Lower-frequency gravitational waves are thought to be produced by enormous black holes at the centers of galaxies, up to billions of times the mass of our sun, that lumber around each other slowly and have millions of years to go before merging. Higher-frequency gravitational waves are thought to be produced by smaller pairs of black holes that zip around each other quickly in the final seconds before they collide.
Scientists have discovered the first proof that gravitational waves, which ripple spacetime, are permeating the background of our cosmos and the Earth. It is believed that pairs of supermassive black holes that are leisurely spiraling together before they combine are the primary source of the waves, which oscillate very slowly over many years or even decades.
Thanks to 15 years’ worth of observations made by the North American Nanohertz Observatory for Gravitational Waves (NANOGrav), the study was possible. NANOGrav is thought to have picked up a collective hum of gravitational waves from many pairs of merging supermassive black holes throughout the universe.
Katerina Chatziioannou, a NANOGrav team member and an assistant professor of physics at Caltech, said, “People compare this signal to more of a background murmur as opposed to the shouts that LIGO picks up.”
The pulsar-timing array is another name for NANOGrav’s pulsar network. The pulsars, created when enormous stars explode, emit light beacons that quickly spin around at regular intervals. These pass past at a predictable rate, like lighthouse beacons. Timing can be predicted to be within tens of nanoseconds. In some instances, they are as accurate as atomic clocks.
Patrick Meyers, a NANOGrav team member and postdoctoral scholar research associate at Caltech, said, “These are like lighthouse beacons that sweep by regularly. You can predict the timing to a level of tens of nanoseconds. They have the same level of precision as atomic clocks in some cases.”
Gravitational waves slightly stretch and compress spacetime as they move across the universe. The timing of the pulsars’ light flashes can be delayed or advanced due to this stretching and constriction, which can cause the distance between Earth and a particular pulsar to shift minutely. The scientist’s team created software programs to examine the timing of pairs of pulsars in their network to look for the gravitational wave hum as a background noise source.
Joseph Lazio, a NANOGrav team member and a principal scientist at the Jet Propulsion Laboratory (JPL), said, “Imagine lots of ripples on an ocean from pairs of supermassive black holes scattered throughout.

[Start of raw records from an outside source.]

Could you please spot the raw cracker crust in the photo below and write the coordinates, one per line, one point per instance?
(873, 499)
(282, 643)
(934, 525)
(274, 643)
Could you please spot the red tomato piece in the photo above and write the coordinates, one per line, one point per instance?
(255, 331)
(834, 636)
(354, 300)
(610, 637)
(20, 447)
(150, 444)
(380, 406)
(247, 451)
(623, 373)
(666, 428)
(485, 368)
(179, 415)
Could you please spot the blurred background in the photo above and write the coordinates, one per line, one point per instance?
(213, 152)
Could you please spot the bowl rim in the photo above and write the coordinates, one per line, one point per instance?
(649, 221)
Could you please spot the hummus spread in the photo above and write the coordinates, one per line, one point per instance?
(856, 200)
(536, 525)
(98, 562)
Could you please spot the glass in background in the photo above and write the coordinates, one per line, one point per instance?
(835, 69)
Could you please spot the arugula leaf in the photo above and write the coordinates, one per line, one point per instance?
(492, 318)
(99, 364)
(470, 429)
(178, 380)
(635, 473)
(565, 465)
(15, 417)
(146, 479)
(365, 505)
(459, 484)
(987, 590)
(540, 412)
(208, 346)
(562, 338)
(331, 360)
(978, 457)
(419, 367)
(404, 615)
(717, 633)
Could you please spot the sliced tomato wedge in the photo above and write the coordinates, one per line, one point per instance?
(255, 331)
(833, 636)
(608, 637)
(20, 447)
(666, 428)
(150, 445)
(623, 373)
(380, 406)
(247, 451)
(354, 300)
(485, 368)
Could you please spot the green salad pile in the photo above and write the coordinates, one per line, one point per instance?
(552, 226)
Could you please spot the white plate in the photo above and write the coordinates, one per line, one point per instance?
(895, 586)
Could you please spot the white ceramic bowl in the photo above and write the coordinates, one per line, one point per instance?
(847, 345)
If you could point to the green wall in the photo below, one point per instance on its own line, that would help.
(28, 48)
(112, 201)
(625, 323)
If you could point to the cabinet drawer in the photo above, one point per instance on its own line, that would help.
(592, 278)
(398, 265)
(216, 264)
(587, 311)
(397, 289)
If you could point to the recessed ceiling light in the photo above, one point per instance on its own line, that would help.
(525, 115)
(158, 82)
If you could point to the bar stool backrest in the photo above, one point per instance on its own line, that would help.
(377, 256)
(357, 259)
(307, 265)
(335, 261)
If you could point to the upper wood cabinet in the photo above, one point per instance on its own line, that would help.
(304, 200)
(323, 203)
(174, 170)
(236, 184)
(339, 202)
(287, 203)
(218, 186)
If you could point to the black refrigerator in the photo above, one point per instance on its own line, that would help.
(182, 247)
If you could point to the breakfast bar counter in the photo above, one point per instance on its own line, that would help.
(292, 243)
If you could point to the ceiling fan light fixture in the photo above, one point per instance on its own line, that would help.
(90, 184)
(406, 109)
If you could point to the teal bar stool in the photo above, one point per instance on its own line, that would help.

Now, we’re sitting here on Earth, which acts like a buoy along with the pulsars, and we try to measure how the ripples are changing and causing the other buoys to move toward and away from us.”
Michele Vallisneri, a NANOgrav team member and a senior research scientist at JPL, said, “To tease out the gravitational-wave background, we had to nail down a multitude of confusing effects, such as the motion of the pulsars, the perturbations due to the free electrons in our galaxy, the instabilities of the reference clocks at the radio observatories, and even the precise location of the center of the solar system, which we determined with help from NASA’s Juno and Cassini missions.”
A series of papers detailing the new NANOGrav results have been accepted for publication in The Astrophysical Journal Letters.